This work considers the low-rank approximation of a matrix $A(t)$ depending on a parameter $t$ in a compact set $D \subset \mathbb{R}^d$. Application areas that give rise to such problems include computational statistics and dynamical systems. Randomized algorithms are an increasingly popular approach for performing low-rank approximation and they usually proceed by multiplying the matrix with random dimension reduction matrices (DRMs). Applying such algorithms directly to $A(t)$ would involve different, independent DRMs for every $t$, which is not only expensive but also leads to inherently non-smooth approximations. In this work, we propose to use constant DRMs, that is, $A(t)$ is multiplied with the same DRM for every $t$. The resulting parameter-dependent extensions of two popular randomized algorithms, the randomized singular value decomposition and the generalized Nystr\"{o}m method, are computationally attractive, especially when $A(t)$ admits an affine linear decomposition with respect to $t$. We perform a probabilistic analysis for both algorithms, deriving bounds on the expected value as well as failure probabilities for the approximation error when using Gaussian random DRMs. Both, the theoretical results and numerical experiments, show that the use of constant DRMs does not impair their effectiveness; our methods reliably return quasi-best low-rank approximations.
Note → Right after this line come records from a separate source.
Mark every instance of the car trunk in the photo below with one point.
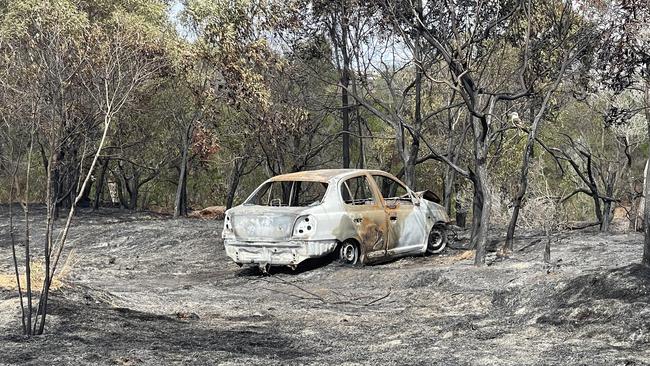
(263, 223)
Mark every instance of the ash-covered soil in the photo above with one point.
(146, 289)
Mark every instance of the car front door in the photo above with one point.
(406, 223)
(365, 211)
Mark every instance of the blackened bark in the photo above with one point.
(180, 203)
(345, 83)
(238, 168)
(99, 185)
(646, 211)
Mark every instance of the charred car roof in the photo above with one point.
(322, 175)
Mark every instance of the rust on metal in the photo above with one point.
(297, 216)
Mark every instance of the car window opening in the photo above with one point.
(289, 194)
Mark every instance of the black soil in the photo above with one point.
(142, 289)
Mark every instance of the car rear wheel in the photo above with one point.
(437, 239)
(350, 253)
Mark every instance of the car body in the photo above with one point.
(365, 215)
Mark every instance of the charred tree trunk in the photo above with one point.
(345, 83)
(238, 168)
(99, 185)
(646, 208)
(646, 214)
(180, 203)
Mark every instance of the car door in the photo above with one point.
(364, 209)
(406, 224)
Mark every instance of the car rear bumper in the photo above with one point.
(277, 253)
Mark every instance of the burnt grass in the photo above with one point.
(143, 289)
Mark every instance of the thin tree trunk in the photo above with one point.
(646, 209)
(12, 234)
(99, 185)
(180, 203)
(238, 168)
(64, 233)
(482, 232)
(345, 83)
(28, 266)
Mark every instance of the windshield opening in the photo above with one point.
(289, 194)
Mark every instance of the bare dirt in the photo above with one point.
(142, 289)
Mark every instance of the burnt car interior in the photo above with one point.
(289, 194)
(392, 190)
(356, 191)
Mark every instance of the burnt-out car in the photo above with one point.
(363, 216)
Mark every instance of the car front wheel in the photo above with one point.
(437, 239)
(350, 253)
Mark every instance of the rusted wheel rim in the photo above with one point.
(349, 253)
(436, 240)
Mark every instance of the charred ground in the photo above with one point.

翻译：本文考虑在紧集 $D \subset \mathbb{R}^d$ 中依赖于参数 $t$ 的矩阵 $A(t)$ 的低秩逼近问题。此类问题的应用领域包括计算统计学和动力系统。随机化算法是执行低秩逼近日益流行的策略，通常通过将矩阵与随机降维矩阵（DRMs）相乘来实现。若将此类算法直接应用于 $A(t)$，需对每个 $t$ 采用不同且独立的DRM，这不仅计算昂贵，还会导致本质上的非光滑逼近。本研究提出使用恒定DRM，即对所有 $t$ 均采用相同DRM与 $A(t)$ 相乘。两种流行随机化算法——随机奇异值分解和广义Nyström方法——的参数依赖扩展版本因此具有计算优势，尤其当 $A(t)$ 关于 $t$ 满足仿射线性分解时。我们对两种算法进行概率分析，在采用高斯随机DRM的条件下，推导近似误差的期望界及失败概率。理论结果与数值实验均表明，使用恒定DRM不会损害算法有效性；我们的方法能够可靠地返回准最优的低秩逼近。